As I said in the article, America is always the one being asked to be tolerant. Yet a request by the American people for tolerance about this mosque is called hateful and intolerant. Why is it always America that needs to be careful of others feelings? Why aren’t the peaceful moslems more understanding of the American people’s feelings over this proposed location. Are they really that unfeeling and ignorant? Or do they not care? I guess that is the question isn’t it?

And if the peaceful moslems go forward with this project despite all the misgivings of the American people, isn’t it showing the country how intolerant and uncaring they really are?


gr82bme profile image

gr82bme 6 years ago from USA

Joni, congrats on sticking to your guns with jdb.
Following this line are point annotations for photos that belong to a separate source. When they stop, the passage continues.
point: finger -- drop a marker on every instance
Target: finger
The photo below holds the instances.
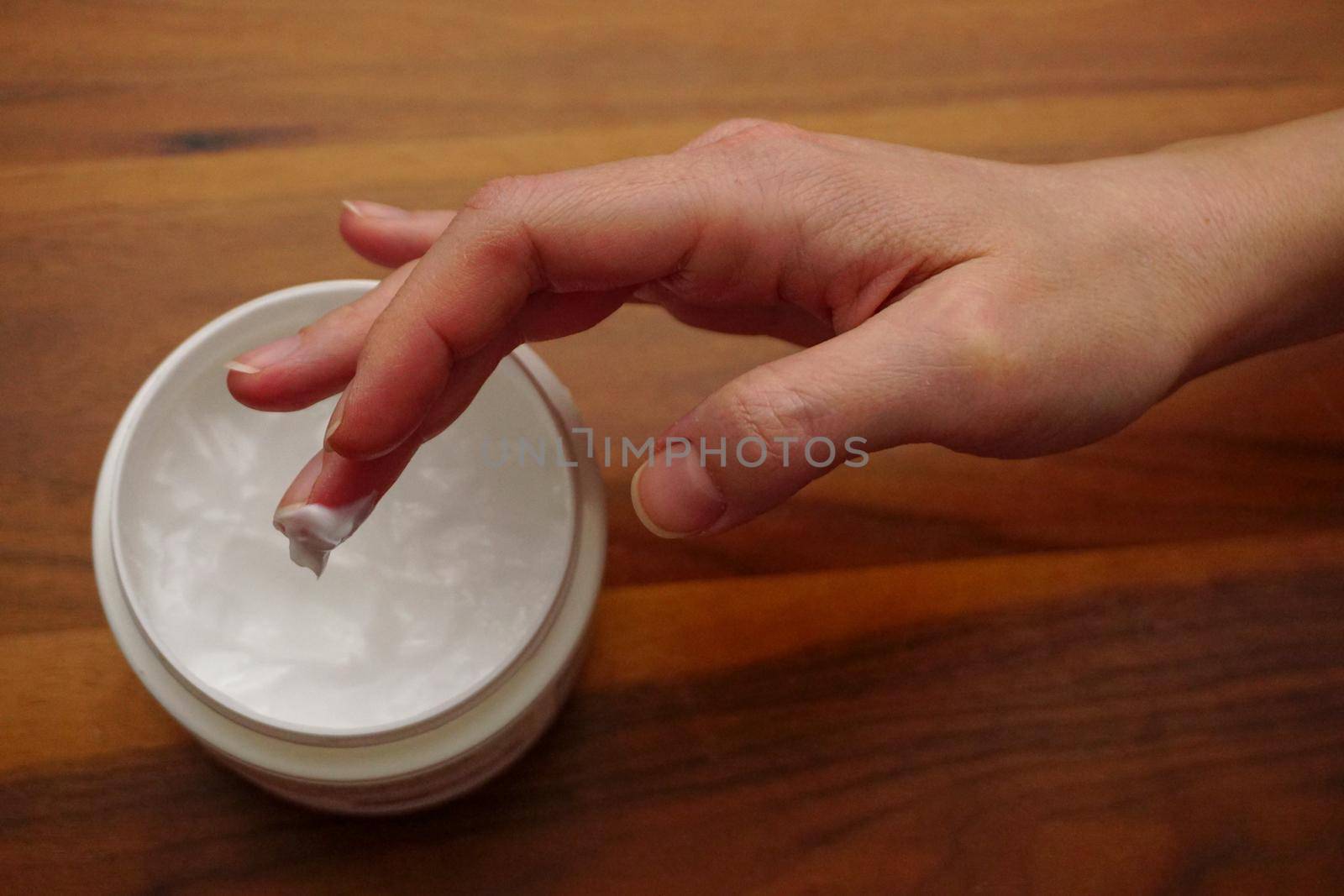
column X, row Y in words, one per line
column 389, row 235
column 333, row 496
column 318, row 362
column 785, row 423
column 329, row 499
column 601, row 228
column 781, row 322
I live in New york and I must say there is a whole city, why there? We do not want it there! My daughter lives close enough that they could feel the house shake when the towers went down! I was online talking to her when it was happening. She was crying and scared. We should NEVER have to be afraid in our own country.

Did you notice the coward has noway to go to his site and le ave a commnt


Joni Douglas profile image

Joni Douglas 6 years ago Author

I did notice..... I sympathize with your daughter. It is my understanding that the final decisions on this mosque are coming up soon. It will be interesting to watch. Thanks for reading and for adding your comments.


gr82bme profile image

gr82bme 6 years ago from USA

Joni, I have to give you and Magzz a thumbs up for having the balls to say what others are afraid to say and stick to it!


Joni Douglas profile image

Joni Douglas 6 years ago Author

Thanks for the kudos gr82bme.


The Farmers Wife profile image

The Farmers Wife 5 years ago from Turkey

Well done Joni. You took a very sensitive subject and turned it into a reasoned and informative hub.


Joni Douglas profile image

Joni Douglas 5 years ago Author

Thank you The Farmers Wife. I know the subject may be volatile but for many people it is important and deeply personal.


virgo 4 years ago

I am Asian Indian living in US. The way muslims destroyed and still destroying our Hindu culture in India, US should say flat "NO". Its muslim tactic to destroy other cultures. They are the true barbarians.